The conclusion of all this flurry was that lower TC, or lowering elevated TC levels reduces both individual and population risk of CHD, that the colon cancer link to low TC was not confirmed, and that the excess mortality with low TC is attenuated by time and thus due in part to preexisting disease. The unexplained residual required more exploration of causes versus confounding.

Nevertheless, TC lowering remains the population goal in high-risk societies, whereas individuals therein having “low TC” are advised not to seek further TC lowering.
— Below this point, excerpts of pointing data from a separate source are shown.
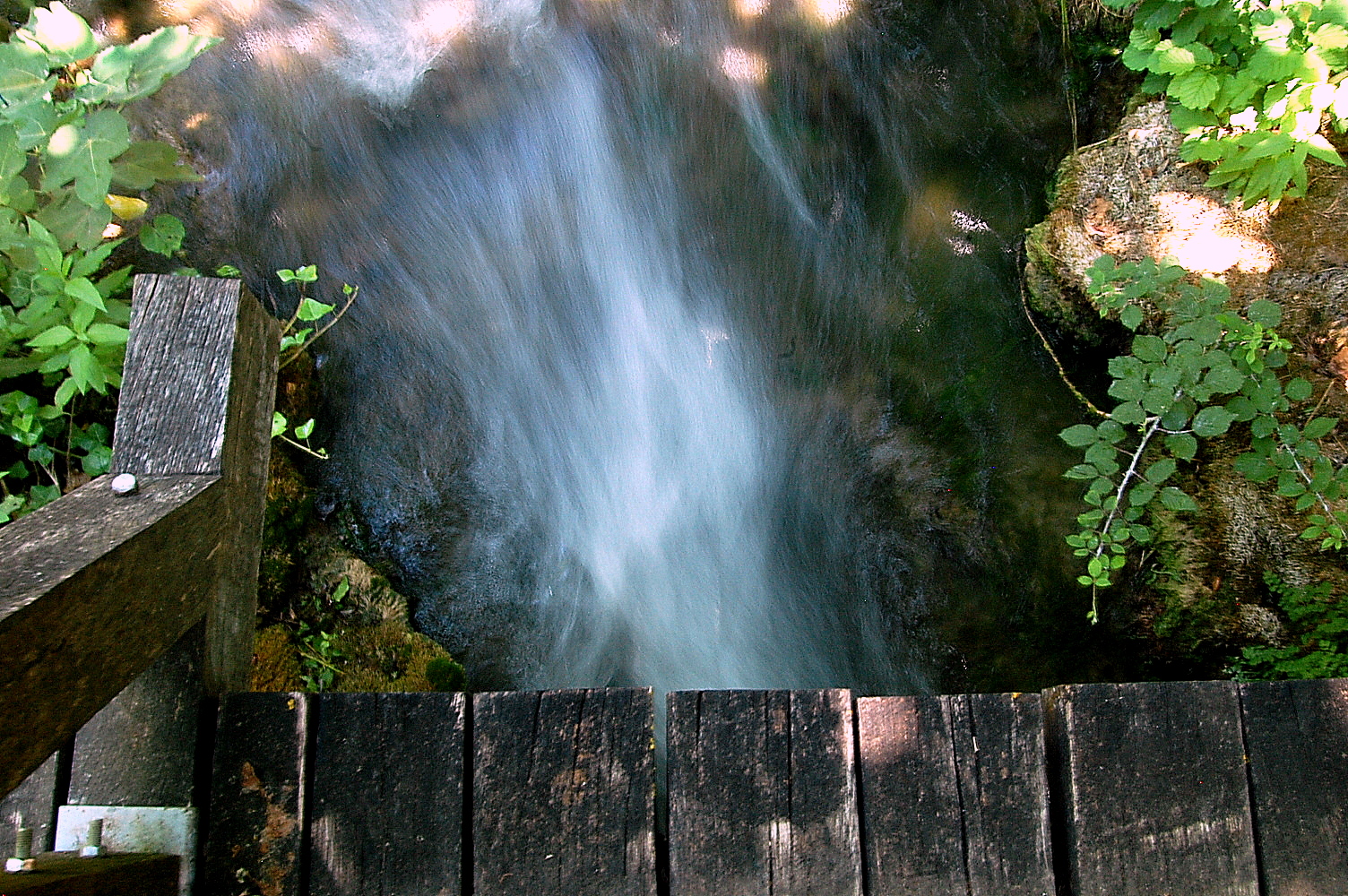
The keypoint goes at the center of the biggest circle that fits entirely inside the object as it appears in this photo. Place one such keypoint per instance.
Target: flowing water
(687, 348)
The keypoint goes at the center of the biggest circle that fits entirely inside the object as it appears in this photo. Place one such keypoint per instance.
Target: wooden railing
(98, 588)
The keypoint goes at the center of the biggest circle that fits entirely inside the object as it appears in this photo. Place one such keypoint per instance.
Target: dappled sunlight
(446, 21)
(828, 13)
(1209, 237)
(743, 65)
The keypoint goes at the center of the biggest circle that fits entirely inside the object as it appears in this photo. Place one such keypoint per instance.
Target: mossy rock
(275, 662)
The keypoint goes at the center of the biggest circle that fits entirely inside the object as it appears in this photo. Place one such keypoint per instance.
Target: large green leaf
(85, 154)
(125, 73)
(65, 37)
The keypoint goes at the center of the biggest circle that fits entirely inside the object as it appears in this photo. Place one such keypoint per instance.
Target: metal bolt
(22, 860)
(93, 845)
(23, 842)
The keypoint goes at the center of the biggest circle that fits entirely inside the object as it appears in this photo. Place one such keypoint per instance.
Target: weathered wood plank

The dramatic issue died with a whimper and a shrug. (Henry Blackburn)

References

Blackburn, H, DR Jacobs, Jr. 1989. The ongoing natural experiment of cardiovascular diseases in Japan. Circulation. 79: 718.

Blackburn, H, DR Jacobs, Jr. 1994. The implications of J- and U-shaped associations of risk with serum cholesterol level. Pages 63-72; In, Filer, LF, Jr., RM Lauer, and RV Luepker (Eds) Prevention of Atherosclerosis and Hypertension Beginning in Youth. Philadelphia: Lea and Febiger.

Feinleib, M: 1982. Summary of a workshop on cholesterol and non-cardiovascular disease mortality. Prev. Med. 11: 360.

Komachi, Y et al. 1971. Geographic and occupational comparisons of risk factors in cardiovascular disese in Japan. Jpn. Circ. J. 35: 189.

Kimura, N et al. 1977. Fifteen year follow-up population survey on cerebrovascular disease in rural Japan. Jpn. J.Med. 16: 142.

Iso, H. et al. 1989. Serum cholesterol levels and six-year mortality from stroke in 350,997 men screened for the Multiple Risk Factor Intervention Trial. N.Engl. J.Med. 320: 904.